Court: Monroe convicted killer can appeal
A Monroe County man sentenced to death for emptying his .357-caliber Glock semiautomatic pistol into his girlfriend as she held their toddler, killing both, will be allowed to again pursue an appeal of his 2012 conviction.
Michael J. Parrish had challenged a Sept. 22, 2020, Monroe County Court denial of his post conviction appeal to the state Supreme Court.
A panel of justices on Thursday narrowly agreed to return the appeal to county court.
In his two-pronged appeal to the state Supreme Court, Eastern District, filed on Sept. 14, 2021, Parrish made numerous claims of error, including that his trial lawyer was ineffective because he failed to consult with him about his rights under the Post Conviction Relief Act or file an appeal, and that the lawyer handling his subsequent PCRA appeal failed to present any evidence or legal argument to substantiate the ineffectiveness of this trial lawyer.
The Supreme Court justices returned the case to county court so the PCRA court could consider evidence and legal arguments in order to issue a decision on the merits of Parrish’s failure to consult claim.
“Parrish is entitled to a remand to present evidence and argument to substantiate his claim that he is entitled to reinstatement of his direct appeal rights. Upon the PCRA court’s grant or denial of this relief, if either Parrish or the Commonwealth appeal that determination, the PCRA court should file a supplemental opinion to address that decision. Parrish’s ineffectiveness claims raised in the appeal from the PCRA court’s denial of his previously-filed PCRA petitions will then be considered,” Supreme Court Justice Christine Donohue wrote in her opinion.

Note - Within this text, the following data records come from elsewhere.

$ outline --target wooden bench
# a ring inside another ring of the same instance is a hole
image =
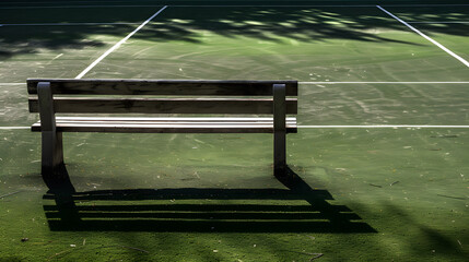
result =
[[[296,81],[28,79],[27,91],[30,111],[40,116],[32,131],[42,132],[42,175],[51,190],[74,191],[62,132],[273,133],[275,177],[286,174],[285,134],[297,132],[295,116],[286,117],[297,114]],[[116,116],[124,114],[172,117]]]

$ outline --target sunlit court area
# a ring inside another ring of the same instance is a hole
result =
[[[0,2],[0,262],[468,261],[469,2]]]

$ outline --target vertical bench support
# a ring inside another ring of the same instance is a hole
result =
[[[37,83],[42,133],[42,175],[54,192],[74,192],[63,164],[62,133],[57,132],[50,82]]]
[[[285,85],[273,85],[273,175],[286,176]]]

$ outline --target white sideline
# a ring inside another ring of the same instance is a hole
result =
[[[454,53],[453,51],[450,51],[449,49],[447,49],[446,47],[444,47],[442,44],[435,41],[434,39],[430,38],[429,36],[426,36],[425,34],[423,34],[422,32],[420,32],[419,29],[417,29],[415,27],[413,27],[412,25],[408,24],[406,21],[399,19],[398,16],[394,15],[392,13],[390,13],[389,11],[387,11],[386,9],[376,5],[378,9],[380,9],[383,12],[387,13],[389,16],[394,17],[395,20],[399,21],[400,23],[404,24],[407,27],[409,27],[410,29],[412,29],[413,32],[415,32],[417,34],[419,34],[420,36],[422,36],[423,38],[427,39],[429,41],[433,43],[435,46],[439,47],[442,50],[446,51],[447,53],[449,53],[450,56],[453,56],[454,58],[456,58],[457,60],[459,60],[461,63],[464,63],[466,67],[469,68],[469,62],[466,61],[464,58],[459,57],[458,55]]]
[[[431,128],[431,129],[453,129],[453,128],[469,128],[469,126],[426,126],[426,124],[372,124],[372,126],[297,126],[298,128],[309,128],[309,129],[375,129],[375,128]]]
[[[384,7],[409,7],[409,8],[424,8],[424,7],[469,7],[469,4],[456,3],[456,4],[383,4]],[[155,8],[161,7],[156,4],[91,4],[91,5],[36,5],[36,7],[0,7],[0,9],[85,9],[85,8]],[[221,5],[221,4],[180,4],[180,5],[167,5],[172,8],[374,8],[374,4],[233,4],[233,5]]]
[[[120,47],[126,40],[128,40],[132,35],[134,35],[137,32],[139,32],[143,26],[145,26],[152,19],[154,19],[156,15],[159,15],[163,10],[165,10],[167,5],[164,5],[160,11],[154,13],[150,19],[145,20],[139,27],[137,27],[134,31],[132,31],[130,34],[128,34],[126,37],[124,37],[120,41],[118,41],[116,45],[114,45],[109,50],[107,50],[105,53],[103,53],[99,58],[97,58],[94,62],[92,62],[87,68],[85,68],[79,75],[77,75],[75,79],[81,79],[83,75],[85,75],[91,69],[93,69],[98,62],[101,62],[105,57],[107,57],[109,53],[112,53],[114,50]]]
[[[407,22],[408,24],[469,24],[469,21],[424,21]]]

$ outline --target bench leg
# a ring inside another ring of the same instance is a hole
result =
[[[286,134],[278,131],[273,134],[273,175],[284,178],[286,172]]]
[[[42,171],[50,192],[75,192],[63,163],[62,133],[43,131]]]

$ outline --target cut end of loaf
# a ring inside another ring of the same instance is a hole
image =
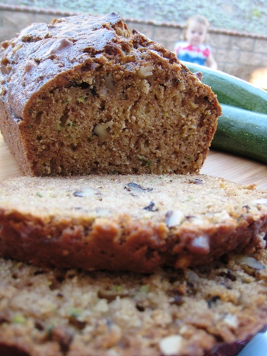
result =
[[[93,26],[90,16],[58,20],[48,40],[27,31],[14,40],[24,41],[17,52],[31,36],[46,47],[38,61],[34,53],[22,66],[15,60],[28,91],[16,100],[18,142],[4,125],[3,135],[21,169],[38,176],[199,172],[221,115],[216,95],[117,15],[94,19]],[[42,70],[50,78],[37,85]]]

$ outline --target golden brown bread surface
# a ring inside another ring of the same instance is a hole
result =
[[[33,23],[1,46],[0,129],[25,174],[199,171],[216,95],[118,15]]]
[[[150,273],[264,248],[267,192],[206,175],[27,177],[0,184],[0,256]]]
[[[267,324],[267,251],[149,276],[0,258],[0,320],[1,355],[206,355]]]

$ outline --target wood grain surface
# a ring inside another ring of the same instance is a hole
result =
[[[267,153],[266,153],[267,154]],[[221,177],[267,190],[267,165],[244,157],[211,150],[201,173]],[[23,175],[0,134],[0,180]]]

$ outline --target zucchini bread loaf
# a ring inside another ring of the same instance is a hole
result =
[[[3,356],[206,356],[267,324],[267,251],[149,276],[0,258],[0,300]]]
[[[0,129],[27,175],[198,172],[221,113],[116,14],[33,23],[0,51]]]
[[[38,265],[185,268],[264,248],[266,231],[267,192],[203,174],[21,177],[0,184],[0,256]]]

Donohue considered the case with Chief Justice Max Baer and justices Debra Todd, Kevin M. Dougherty, David N. Wecht, Sallie Updyke Mundy, and P. Kevin Brobson.
Dougherty, Mundy and Brobson dissented.
Parrish, 36, of Effort, was convicted of the killings in 2012, and sentenced to death by then Monroe County President Judge Margherita Patti Worthington.
According to court documents, Parrish shot to death his girlfriend, Victoria Adams, and his 19-month-old son, Sidney Parrish, as Adams was holding the toddler in their Effort apartment on July 6, 2009.
Sidney had recently had a heart transplant.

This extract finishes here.